First, The Federal Reserve. US commercial banks recovered from the global financial crisis, although not completely.
But for the ECB, such is not the case for European banks.
Indeed, this a tale of two Central Banks.
US home buyers are benefitting from European economic misery (particularly Germany and fiscal-stressed Italy). I call this the Blitzkrieg Bop.
On the other side of the interest rate barbell is China (and Japan). So while the USA is growing, Germany and Japan are not doing so well, causing their Central Banks to push rates to zero .,.. or lower. Even China’s Central Bank is buying everything in sight in fear of a recession.
Hence, US mortgage lenders and potential homebuyers benefit is terms of dropping interest rates.
You can see the downward plunge in the Treasury Volatility Curve (MOVE – TYVIX) as Central Banks become active in 2008 and 2009. The 30-year mortgage rate has been declining thanks to hyper-intrusion of global central banks, killing off bond volatility.
Allegedly, The Federal Reserve is ceasing its raising of their target rate and will stop shrinking their balance sheet in September.
Mortgage purchase applications (NSA) are in their third phase and doing quite nicely, helped along recently by the barbell slowdowns overseas.

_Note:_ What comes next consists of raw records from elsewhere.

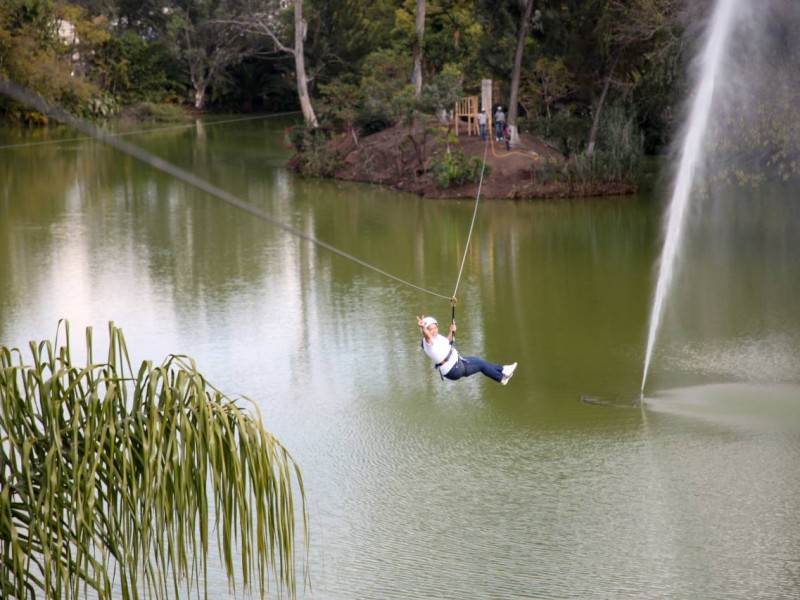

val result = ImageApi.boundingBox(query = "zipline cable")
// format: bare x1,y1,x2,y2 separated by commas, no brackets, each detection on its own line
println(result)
0,78,454,300
449,133,491,311
0,111,300,150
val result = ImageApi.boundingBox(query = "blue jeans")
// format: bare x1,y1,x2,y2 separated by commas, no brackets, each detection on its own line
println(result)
479,124,486,140
444,357,503,382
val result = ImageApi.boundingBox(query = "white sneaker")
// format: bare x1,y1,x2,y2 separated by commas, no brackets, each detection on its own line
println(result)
501,362,517,385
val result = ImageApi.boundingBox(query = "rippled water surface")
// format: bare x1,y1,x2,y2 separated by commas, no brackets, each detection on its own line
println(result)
1,117,799,599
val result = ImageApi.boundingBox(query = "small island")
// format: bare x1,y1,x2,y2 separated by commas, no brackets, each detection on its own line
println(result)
326,116,638,199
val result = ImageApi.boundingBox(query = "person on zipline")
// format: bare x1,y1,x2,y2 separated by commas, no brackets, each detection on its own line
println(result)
417,315,517,384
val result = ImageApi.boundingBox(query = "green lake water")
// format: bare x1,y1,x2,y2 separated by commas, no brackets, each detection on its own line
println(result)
1,116,798,599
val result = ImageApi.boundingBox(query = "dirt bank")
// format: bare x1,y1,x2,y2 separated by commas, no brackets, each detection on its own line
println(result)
330,117,637,199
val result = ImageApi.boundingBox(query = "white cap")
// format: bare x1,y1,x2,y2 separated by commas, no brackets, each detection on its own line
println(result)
422,316,438,328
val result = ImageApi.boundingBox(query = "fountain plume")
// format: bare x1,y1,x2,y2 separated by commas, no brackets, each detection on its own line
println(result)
640,0,743,394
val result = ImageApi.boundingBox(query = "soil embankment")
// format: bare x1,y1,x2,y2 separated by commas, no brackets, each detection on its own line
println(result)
331,118,636,199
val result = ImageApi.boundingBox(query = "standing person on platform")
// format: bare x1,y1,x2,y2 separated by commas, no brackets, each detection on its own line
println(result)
478,108,487,141
494,106,506,141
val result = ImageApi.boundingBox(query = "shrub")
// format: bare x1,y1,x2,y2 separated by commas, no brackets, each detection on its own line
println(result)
354,109,393,136
286,124,340,176
529,105,644,185
318,79,362,133
429,149,488,189
126,101,187,121
416,63,463,119
356,49,415,131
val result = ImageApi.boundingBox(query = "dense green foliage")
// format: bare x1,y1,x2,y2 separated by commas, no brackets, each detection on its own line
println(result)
1,0,798,185
0,0,105,122
0,321,307,600
0,0,686,137
573,106,644,184
429,147,487,189
287,122,340,176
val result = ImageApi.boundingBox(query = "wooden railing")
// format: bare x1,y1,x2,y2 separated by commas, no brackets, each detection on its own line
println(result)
454,96,480,136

The global economy is in a rollercoaster pattern.
And unfortunately the G10, US and Emerging nations are on the downward side.
This might explain Larry Kudlow’s call for a 50 bps drop in the Fed Funds Target Rate. At least Trump’s nominee for The Fed’s Board of Governors was previously the President of the Kansas City Federal Reserve. And CEO of Godfathers Pizza! Conditional on the US Senate approving his appointment, “Welcome to the party, pal!”

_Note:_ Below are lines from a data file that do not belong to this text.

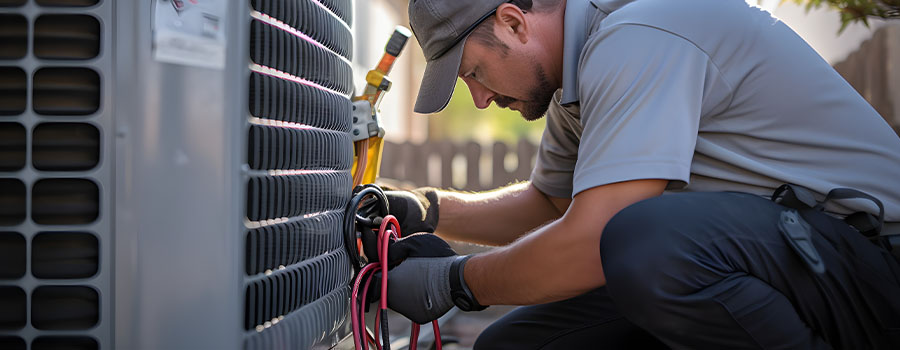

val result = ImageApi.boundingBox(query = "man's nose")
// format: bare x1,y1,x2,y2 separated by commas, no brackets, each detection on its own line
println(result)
463,77,495,110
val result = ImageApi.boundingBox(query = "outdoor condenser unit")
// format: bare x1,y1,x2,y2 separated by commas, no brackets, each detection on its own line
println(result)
0,0,356,349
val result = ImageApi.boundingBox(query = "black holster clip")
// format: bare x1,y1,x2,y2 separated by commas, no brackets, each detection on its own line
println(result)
772,184,888,249
771,184,819,211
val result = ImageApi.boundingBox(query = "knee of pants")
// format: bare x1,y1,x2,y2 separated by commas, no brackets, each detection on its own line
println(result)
600,196,706,322
474,320,513,350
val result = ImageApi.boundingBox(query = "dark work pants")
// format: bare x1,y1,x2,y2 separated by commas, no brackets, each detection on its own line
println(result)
475,192,900,349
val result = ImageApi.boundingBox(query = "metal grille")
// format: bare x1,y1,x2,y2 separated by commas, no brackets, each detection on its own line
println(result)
247,124,353,171
249,72,352,130
245,211,344,275
244,0,355,348
0,0,111,348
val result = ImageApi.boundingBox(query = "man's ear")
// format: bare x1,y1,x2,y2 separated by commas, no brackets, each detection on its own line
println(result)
495,3,529,44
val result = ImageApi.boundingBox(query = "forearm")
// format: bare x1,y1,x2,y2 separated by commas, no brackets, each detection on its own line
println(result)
463,218,607,305
435,182,565,246
460,179,668,306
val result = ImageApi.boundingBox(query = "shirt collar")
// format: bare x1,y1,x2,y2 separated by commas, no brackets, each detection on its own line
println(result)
560,0,600,106
559,0,634,106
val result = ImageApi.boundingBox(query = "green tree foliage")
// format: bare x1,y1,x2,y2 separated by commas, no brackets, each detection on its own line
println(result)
790,0,899,31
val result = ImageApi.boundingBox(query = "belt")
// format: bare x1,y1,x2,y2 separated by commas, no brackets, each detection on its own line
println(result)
772,184,900,262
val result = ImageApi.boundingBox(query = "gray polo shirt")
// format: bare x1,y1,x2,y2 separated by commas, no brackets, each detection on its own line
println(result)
530,0,900,221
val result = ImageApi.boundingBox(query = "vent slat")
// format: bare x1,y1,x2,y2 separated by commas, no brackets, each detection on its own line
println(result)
247,125,352,171
0,179,25,226
32,232,99,279
0,287,26,330
0,0,26,6
0,123,26,171
246,173,351,222
0,337,25,350
245,211,344,275
35,15,101,60
317,0,353,25
243,249,350,330
0,66,27,116
252,0,353,60
248,72,351,132
32,179,99,225
33,68,101,116
35,0,99,6
32,337,98,350
0,233,25,279
31,286,99,330
33,123,100,171
249,20,353,95
0,15,27,59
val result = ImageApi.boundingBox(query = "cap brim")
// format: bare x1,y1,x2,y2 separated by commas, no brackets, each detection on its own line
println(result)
414,37,467,114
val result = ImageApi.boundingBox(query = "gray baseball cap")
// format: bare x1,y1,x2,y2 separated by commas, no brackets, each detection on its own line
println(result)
409,0,508,114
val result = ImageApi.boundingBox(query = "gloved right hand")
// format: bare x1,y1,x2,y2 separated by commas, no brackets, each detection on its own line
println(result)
363,187,440,235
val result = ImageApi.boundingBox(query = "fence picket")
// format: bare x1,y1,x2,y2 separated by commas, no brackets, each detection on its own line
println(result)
379,140,537,192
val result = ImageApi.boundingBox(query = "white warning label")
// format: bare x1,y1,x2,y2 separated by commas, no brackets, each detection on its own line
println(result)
153,0,228,69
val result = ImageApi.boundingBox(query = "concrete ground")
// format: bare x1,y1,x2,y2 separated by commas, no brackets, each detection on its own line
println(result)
432,305,517,349
381,305,515,350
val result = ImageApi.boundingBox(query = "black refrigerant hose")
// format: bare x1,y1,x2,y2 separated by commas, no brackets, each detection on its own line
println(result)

European bond volatility (according to the Merrill Lynch 3-month EUR option volatility estimate) has plunged to the lowest level on record.
A similar chart for the US bond market is the Merrill Lynch Option Volatility Estimate for 3-months shows exactly the same thing. The US bond market is grinding to a halt.
Note that the US MOVE 3-month estimate hit a low in May 2007, just ahead of The Great Recession of 2007-2009.
The ECB’s Mario Draghi has decided to raise the dead (as in Modern Monetary Theory) by reviving the ECB’s Targeted Longer-Term Refinancing Operations.
Mario Draghi revealed the biggest cut in the European Central Bank’s economic outlook since the advent of its quantitative-easing program as policy makers delivered a new round of stimulus to shore up growth. The ECB president said the euro-zone economy will expand just 1.1 percent this year, 0.6 percentage point less than forecast in December.
The central bank will revive its Targeted Longer-Term Refinancing Operations to encourage banks to provide credit to businesses and consumers, and will hold interest rates at current record-low levels at least through the end of the year, several months later than previously indicated.
The Euro declined on Draghi’s announcement.
And most Euro area 10 year sovereign yields are down 5 basis points or more.
Draghi must not read from the Modern Monetary Theory (MMT) book!